This is their version of the emperor's new clothes, everyone knew there was no bread, but they played along with the groupthink and pretended it was an actual dish. Margot was the only one who didn't buy into this and called it out there was no food. The young men acknowledged the dish, but wanted special treatment. When no one had bread, they used their names and positions trying to get bread.

The ending:

Margot re-established the server and customer relationship. She realized all along, from the 1st moment chef talked to her, what the chef was looking for. Remember she she wanted to send the food back before and also reminded Tyler that "you're paying him to serve you."

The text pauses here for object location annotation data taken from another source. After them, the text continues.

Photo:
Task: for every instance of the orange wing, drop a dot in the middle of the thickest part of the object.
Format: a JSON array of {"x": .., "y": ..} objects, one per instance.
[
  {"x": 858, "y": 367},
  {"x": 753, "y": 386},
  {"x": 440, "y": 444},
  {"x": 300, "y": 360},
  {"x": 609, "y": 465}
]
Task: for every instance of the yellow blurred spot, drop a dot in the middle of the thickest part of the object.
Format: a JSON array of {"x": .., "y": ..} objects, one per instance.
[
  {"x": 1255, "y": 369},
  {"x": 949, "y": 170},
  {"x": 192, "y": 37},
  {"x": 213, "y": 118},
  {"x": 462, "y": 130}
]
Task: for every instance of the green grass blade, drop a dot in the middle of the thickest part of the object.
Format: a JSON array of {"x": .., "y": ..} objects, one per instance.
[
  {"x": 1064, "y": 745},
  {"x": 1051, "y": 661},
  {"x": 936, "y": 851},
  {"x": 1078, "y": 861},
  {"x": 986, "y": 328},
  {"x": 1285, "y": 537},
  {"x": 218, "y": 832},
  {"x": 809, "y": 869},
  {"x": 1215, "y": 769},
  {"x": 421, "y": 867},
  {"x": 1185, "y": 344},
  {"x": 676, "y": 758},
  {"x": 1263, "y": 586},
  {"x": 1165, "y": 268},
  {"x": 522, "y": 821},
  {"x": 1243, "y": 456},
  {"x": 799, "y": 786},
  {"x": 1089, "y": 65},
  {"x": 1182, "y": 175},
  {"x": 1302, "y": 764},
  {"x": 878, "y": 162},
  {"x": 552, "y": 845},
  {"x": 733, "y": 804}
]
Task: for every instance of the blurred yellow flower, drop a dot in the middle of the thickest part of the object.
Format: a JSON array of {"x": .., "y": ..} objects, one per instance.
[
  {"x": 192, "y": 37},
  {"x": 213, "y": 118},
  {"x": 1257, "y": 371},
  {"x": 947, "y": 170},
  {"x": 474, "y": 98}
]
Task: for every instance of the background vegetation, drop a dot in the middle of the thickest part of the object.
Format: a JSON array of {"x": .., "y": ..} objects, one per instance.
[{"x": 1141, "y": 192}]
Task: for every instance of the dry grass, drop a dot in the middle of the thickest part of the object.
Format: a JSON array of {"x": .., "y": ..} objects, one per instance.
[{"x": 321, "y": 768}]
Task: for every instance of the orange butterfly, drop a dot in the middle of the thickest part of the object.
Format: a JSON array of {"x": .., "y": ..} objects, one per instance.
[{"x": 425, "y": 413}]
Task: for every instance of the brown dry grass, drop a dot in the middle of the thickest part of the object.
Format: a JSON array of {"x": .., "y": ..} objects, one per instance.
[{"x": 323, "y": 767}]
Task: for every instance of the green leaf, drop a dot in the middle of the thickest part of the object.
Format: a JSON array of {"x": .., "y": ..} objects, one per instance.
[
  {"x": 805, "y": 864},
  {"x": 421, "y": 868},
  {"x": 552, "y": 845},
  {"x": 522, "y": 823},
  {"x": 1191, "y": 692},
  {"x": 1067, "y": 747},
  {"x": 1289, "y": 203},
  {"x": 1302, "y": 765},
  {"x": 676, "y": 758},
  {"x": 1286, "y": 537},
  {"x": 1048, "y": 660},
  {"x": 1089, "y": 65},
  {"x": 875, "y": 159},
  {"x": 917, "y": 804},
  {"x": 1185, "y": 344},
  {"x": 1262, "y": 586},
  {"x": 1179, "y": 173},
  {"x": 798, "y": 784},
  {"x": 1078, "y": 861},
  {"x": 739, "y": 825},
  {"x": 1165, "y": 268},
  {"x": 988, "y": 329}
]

The chef misplaced her as one of them, the servers. In context to the scene, she is not a server, but a "customer." This is why the last scene was pivotal, he outright said it to her, "you are an eater." This is what led to her revelation. Then standing up as a customer, she returned the menu and asked for a cheeseburger. The chef allowed her to leave when she wanted it to go because the customer is always right.

This is a reminder that in this constitutional republic, our politicians work for us, the people. Like Margot, we need to re-establish and fix this relationship in order for the nation to survive. Otherwise, like everyone else in this restaurant who knew they were going to die but did very little to prevent their own demise, we are simply part of the menu. Chef actually brought out this point when the coast guard came.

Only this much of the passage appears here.